At this point, I took on the UN at its telecommunications arm, the ITU. Initially, it seemed like challenging and very specialized work. But that experience made me realize I dreamed of combining work in a technical field with my interest in international relations and culture. Fast forward through interesting work with other satellite companies and an independent consultancy, and I arrived at Iridium!

 

 

3.      What is your favorite thing about working in the space industry, and what has been the most significant learning curve? 

 

 

I became fascinated with space since childhood when I read about the Russian cosmonaut Yuri Gagarin. My fascination led to collecting Soviet space-themed postage stamps beginning at age five. When a cosmonaut flew into space, they would issue a new stamp dedicated to that mission. I would beg my father to purchase the stamps, and I still have this collection today.

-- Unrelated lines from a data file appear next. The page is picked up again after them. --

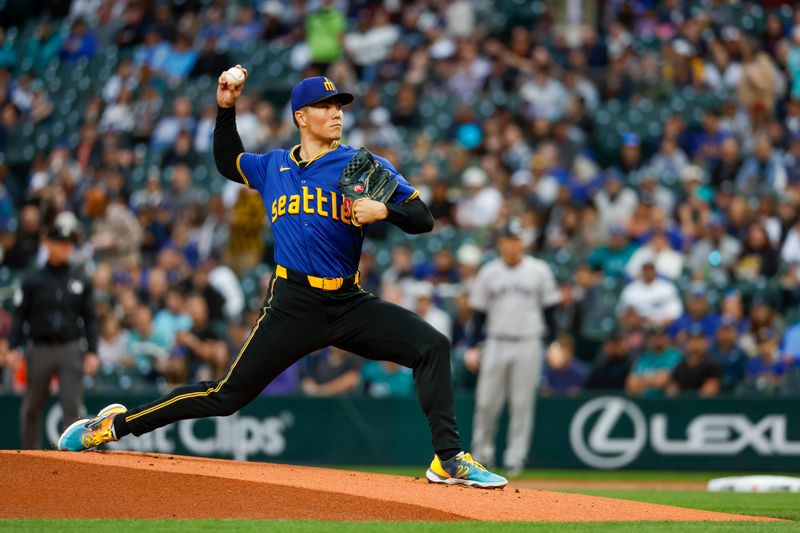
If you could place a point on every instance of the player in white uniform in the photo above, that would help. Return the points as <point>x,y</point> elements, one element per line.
<point>514,296</point>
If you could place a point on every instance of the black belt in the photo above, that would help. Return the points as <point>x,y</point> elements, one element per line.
<point>325,284</point>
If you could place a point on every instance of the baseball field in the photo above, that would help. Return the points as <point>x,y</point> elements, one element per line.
<point>121,491</point>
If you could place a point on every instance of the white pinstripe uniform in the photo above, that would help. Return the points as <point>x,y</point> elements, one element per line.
<point>513,299</point>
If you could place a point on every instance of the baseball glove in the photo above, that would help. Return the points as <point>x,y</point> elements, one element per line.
<point>364,177</point>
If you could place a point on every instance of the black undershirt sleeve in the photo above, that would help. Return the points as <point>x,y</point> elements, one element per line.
<point>412,217</point>
<point>227,144</point>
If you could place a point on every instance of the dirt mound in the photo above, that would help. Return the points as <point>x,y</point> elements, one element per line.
<point>135,485</point>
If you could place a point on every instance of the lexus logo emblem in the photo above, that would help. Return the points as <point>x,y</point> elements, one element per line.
<point>590,432</point>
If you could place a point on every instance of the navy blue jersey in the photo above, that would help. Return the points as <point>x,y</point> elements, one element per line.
<point>312,225</point>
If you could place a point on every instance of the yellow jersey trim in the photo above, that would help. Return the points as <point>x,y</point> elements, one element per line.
<point>239,168</point>
<point>436,466</point>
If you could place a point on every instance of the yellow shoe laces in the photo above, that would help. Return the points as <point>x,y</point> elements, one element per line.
<point>468,458</point>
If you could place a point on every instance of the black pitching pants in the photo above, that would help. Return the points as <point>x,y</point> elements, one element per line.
<point>297,320</point>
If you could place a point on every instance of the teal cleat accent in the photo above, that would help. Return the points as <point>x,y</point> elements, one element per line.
<point>87,433</point>
<point>463,470</point>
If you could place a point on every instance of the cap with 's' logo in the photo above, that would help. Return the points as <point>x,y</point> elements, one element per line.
<point>317,89</point>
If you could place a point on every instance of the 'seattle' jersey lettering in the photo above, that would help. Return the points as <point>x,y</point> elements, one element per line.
<point>311,222</point>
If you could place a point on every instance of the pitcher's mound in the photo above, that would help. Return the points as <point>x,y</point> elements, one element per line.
<point>135,485</point>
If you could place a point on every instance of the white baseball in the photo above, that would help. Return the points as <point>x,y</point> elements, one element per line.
<point>234,76</point>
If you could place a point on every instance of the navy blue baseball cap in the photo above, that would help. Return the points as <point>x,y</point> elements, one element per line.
<point>317,89</point>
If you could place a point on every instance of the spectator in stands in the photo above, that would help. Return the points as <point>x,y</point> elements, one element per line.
<point>668,262</point>
<point>43,46</point>
<point>726,353</point>
<point>117,235</point>
<point>480,204</point>
<point>119,117</point>
<point>717,252</point>
<point>726,169</point>
<point>613,257</point>
<point>764,167</point>
<point>21,246</point>
<point>761,316</point>
<point>425,307</point>
<point>592,308</point>
<point>656,300</point>
<point>150,353</point>
<point>697,372</point>
<point>325,30</point>
<point>668,163</point>
<point>612,365</point>
<point>111,345</point>
<point>182,152</point>
<point>371,42</point>
<point>124,79</point>
<point>173,318</point>
<point>204,355</point>
<point>224,280</point>
<point>615,202</point>
<point>330,372</point>
<point>563,373</point>
<point>758,258</point>
<point>168,128</point>
<point>767,371</point>
<point>387,379</point>
<point>79,43</point>
<point>652,372</point>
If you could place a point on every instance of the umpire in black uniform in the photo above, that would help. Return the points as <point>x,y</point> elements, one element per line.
<point>56,323</point>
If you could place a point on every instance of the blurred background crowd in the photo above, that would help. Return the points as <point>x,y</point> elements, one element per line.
<point>650,149</point>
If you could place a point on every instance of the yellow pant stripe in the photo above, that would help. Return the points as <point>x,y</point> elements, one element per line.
<point>222,382</point>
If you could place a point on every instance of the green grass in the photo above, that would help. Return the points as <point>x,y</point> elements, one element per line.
<point>776,504</point>
<point>578,475</point>
<point>304,526</point>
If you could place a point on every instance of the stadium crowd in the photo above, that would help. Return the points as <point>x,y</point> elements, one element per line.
<point>650,149</point>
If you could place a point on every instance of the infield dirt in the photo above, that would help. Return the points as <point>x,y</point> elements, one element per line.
<point>49,484</point>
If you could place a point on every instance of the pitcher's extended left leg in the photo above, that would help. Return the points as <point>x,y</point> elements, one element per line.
<point>382,331</point>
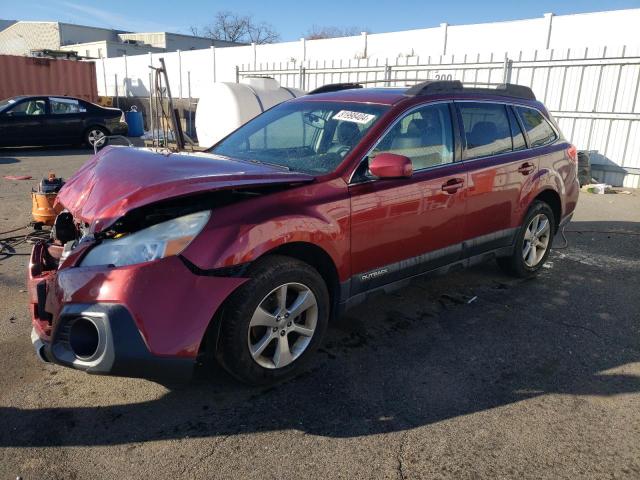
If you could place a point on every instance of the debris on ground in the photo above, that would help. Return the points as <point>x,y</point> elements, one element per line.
<point>602,188</point>
<point>17,177</point>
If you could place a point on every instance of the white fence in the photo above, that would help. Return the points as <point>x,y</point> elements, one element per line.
<point>591,89</point>
<point>593,93</point>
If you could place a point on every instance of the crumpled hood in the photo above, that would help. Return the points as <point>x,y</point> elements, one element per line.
<point>120,179</point>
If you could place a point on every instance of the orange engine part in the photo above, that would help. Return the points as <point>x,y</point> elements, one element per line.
<point>42,209</point>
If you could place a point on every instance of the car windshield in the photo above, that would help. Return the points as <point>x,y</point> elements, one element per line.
<point>311,137</point>
<point>6,102</point>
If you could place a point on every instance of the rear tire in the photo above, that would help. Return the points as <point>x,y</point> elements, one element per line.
<point>533,242</point>
<point>96,134</point>
<point>273,323</point>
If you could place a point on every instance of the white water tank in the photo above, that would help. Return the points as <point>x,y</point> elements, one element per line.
<point>226,106</point>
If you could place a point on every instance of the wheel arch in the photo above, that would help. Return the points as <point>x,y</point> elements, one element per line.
<point>306,252</point>
<point>319,259</point>
<point>552,198</point>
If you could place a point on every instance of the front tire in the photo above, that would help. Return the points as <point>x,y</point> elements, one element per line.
<point>274,323</point>
<point>533,242</point>
<point>96,137</point>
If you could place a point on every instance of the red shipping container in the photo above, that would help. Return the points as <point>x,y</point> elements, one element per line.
<point>46,76</point>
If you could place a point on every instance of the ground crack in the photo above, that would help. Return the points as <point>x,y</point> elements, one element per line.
<point>400,456</point>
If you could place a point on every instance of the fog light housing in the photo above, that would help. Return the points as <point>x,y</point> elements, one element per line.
<point>84,338</point>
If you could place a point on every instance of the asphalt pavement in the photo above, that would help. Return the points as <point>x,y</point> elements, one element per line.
<point>468,376</point>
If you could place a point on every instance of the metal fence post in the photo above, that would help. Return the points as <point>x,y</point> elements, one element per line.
<point>507,68</point>
<point>302,77</point>
<point>126,82</point>
<point>104,77</point>
<point>213,58</point>
<point>179,73</point>
<point>115,80</point>
<point>387,74</point>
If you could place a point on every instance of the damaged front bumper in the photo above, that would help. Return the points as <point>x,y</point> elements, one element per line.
<point>146,320</point>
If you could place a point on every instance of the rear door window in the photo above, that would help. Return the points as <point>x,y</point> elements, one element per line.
<point>29,107</point>
<point>424,135</point>
<point>516,132</point>
<point>486,129</point>
<point>63,106</point>
<point>538,129</point>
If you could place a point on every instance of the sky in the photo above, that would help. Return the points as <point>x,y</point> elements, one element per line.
<point>293,19</point>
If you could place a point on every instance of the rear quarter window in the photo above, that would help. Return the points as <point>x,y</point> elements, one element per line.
<point>486,128</point>
<point>538,128</point>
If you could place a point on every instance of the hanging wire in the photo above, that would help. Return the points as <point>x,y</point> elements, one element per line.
<point>9,244</point>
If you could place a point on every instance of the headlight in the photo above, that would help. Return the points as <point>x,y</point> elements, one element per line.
<point>158,241</point>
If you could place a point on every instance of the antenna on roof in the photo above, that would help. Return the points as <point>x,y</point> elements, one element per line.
<point>435,87</point>
<point>335,87</point>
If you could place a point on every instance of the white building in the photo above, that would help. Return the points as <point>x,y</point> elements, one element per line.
<point>22,38</point>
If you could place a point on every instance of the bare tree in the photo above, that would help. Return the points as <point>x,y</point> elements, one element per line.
<point>233,27</point>
<point>317,32</point>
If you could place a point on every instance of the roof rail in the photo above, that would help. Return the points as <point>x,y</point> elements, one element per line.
<point>434,87</point>
<point>335,87</point>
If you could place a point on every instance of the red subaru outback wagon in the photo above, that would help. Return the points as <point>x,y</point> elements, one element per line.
<point>244,253</point>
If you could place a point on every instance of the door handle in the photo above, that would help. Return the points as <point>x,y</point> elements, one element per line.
<point>526,168</point>
<point>453,185</point>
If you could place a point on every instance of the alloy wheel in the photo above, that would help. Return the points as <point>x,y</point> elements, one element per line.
<point>96,137</point>
<point>536,240</point>
<point>283,325</point>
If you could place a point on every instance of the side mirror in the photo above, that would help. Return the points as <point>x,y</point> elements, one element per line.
<point>390,165</point>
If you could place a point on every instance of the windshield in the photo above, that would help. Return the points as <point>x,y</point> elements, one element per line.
<point>310,137</point>
<point>6,102</point>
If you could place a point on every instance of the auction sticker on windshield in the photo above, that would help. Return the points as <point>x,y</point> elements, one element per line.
<point>356,117</point>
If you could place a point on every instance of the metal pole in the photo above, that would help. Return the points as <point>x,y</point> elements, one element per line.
<point>179,74</point>
<point>150,117</point>
<point>172,113</point>
<point>126,76</point>
<point>117,96</point>
<point>104,77</point>
<point>189,92</point>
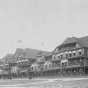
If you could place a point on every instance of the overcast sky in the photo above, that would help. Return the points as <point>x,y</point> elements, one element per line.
<point>40,24</point>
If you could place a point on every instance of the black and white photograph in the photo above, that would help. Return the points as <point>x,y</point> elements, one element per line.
<point>43,43</point>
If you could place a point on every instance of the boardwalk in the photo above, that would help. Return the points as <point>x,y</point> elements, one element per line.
<point>46,83</point>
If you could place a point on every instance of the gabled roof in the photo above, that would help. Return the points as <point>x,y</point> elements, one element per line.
<point>83,41</point>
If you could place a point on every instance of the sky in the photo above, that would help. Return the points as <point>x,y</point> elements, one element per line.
<point>40,24</point>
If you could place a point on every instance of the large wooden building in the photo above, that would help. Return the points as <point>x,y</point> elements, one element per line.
<point>69,58</point>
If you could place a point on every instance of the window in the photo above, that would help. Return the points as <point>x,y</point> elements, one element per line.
<point>70,55</point>
<point>80,53</point>
<point>74,54</point>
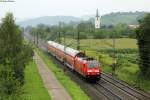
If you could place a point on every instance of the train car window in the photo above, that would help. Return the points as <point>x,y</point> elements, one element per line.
<point>81,55</point>
<point>93,64</point>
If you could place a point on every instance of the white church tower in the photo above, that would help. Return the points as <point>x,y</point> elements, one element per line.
<point>97,20</point>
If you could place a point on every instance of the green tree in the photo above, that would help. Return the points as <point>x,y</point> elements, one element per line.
<point>143,37</point>
<point>14,55</point>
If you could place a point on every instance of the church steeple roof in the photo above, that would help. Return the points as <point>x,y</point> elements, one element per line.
<point>97,14</point>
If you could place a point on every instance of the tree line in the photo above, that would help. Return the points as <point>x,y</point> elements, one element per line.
<point>15,54</point>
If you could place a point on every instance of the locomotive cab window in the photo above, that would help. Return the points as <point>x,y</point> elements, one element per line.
<point>93,64</point>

What I like about working in the space industry today is the constant challenge. We do not have textbooks to learn how to do ITU work or assess wildly varying international regulations. One must know the exact objective, figure out the geopolitical situation between countries, regions, and people, and then strategize a way to find a compromise.  There is no playbook and rarely willing coaches. For me, the challenge is the attraction – it gets me up each morning.

4.      Have there been any challenges you faced in your career, and how did you overcome them?

Challenges? Many! First, for anyone coming to a new country, there are many challenges. Citizenship is a challenge. Acceptance is a challenge. And the space industry presents new challenges every day.

In the early 2000s, the satellite industry turned from a potentially prosperous and seemingly glorious landscape into a barren field. Coincident with the dot com bubble burst, many emerging satellite companies failed. The first satellite company I worked at failed, and so did my second. Suddenly, with a sudden loss of employment, satellite professionals wanting to remain in the field flooded employers – like the United States Government – with applications. I went back to university, thinking I might pivot to a career in computer science, which was in huge demand at the time. After completing my studies successfully, I realized that a career in computer science might not fit me. Luckily, a few years later, following the shake-out and consolidation in the satellite industry, I was back in the place where I feel I belong.

 

 

5.      Do you have any advice for someone that may want to follow in your footsteps and work in the space industry?

Shortly after I started international regulatory work, I worked at a company to assist it in obtaining a global satellite spectrum and a favorable regulatory environment for its planned satellite constellation. Two weeks into the job, I was sent to the ITU’s World Radiocommunication Conference (WRC) to help its international WRC team obtain 1000 + 1000 MHz of spectrum.  At the time, not only was this likely the biggest WRC “ask” in the history of WRCs, but this was an unknown company that came on the scene late and with no ITU studies to support its ask. Essentially the team had to convince the world to vote “yes.”

 

 

I had zero training and little guidance on how to accomplish this task. I certainly did not know all the politics and gamesmanship involved, nor did I realize that regular ITU participants spend years building relationships they rely on to achieve objectives. I was so green that I did not even know where meeting rooms in the Geneva conference center were as all references were in French and in acronyms I did not understand. I fell into the deep end of the pool with two choices: sink or swim. Within the four weeks of the WRC, I swam. Quickly.

My advice to anyone who wants to follow in my footsteps or approach any career that seems daunting is not to be afraid to be thrown into the deep end. Learn everything you can through your research or by asking and learning from those more experienced.

If you have a passion for what you do, keep paddling and fighting, and the road will show the way.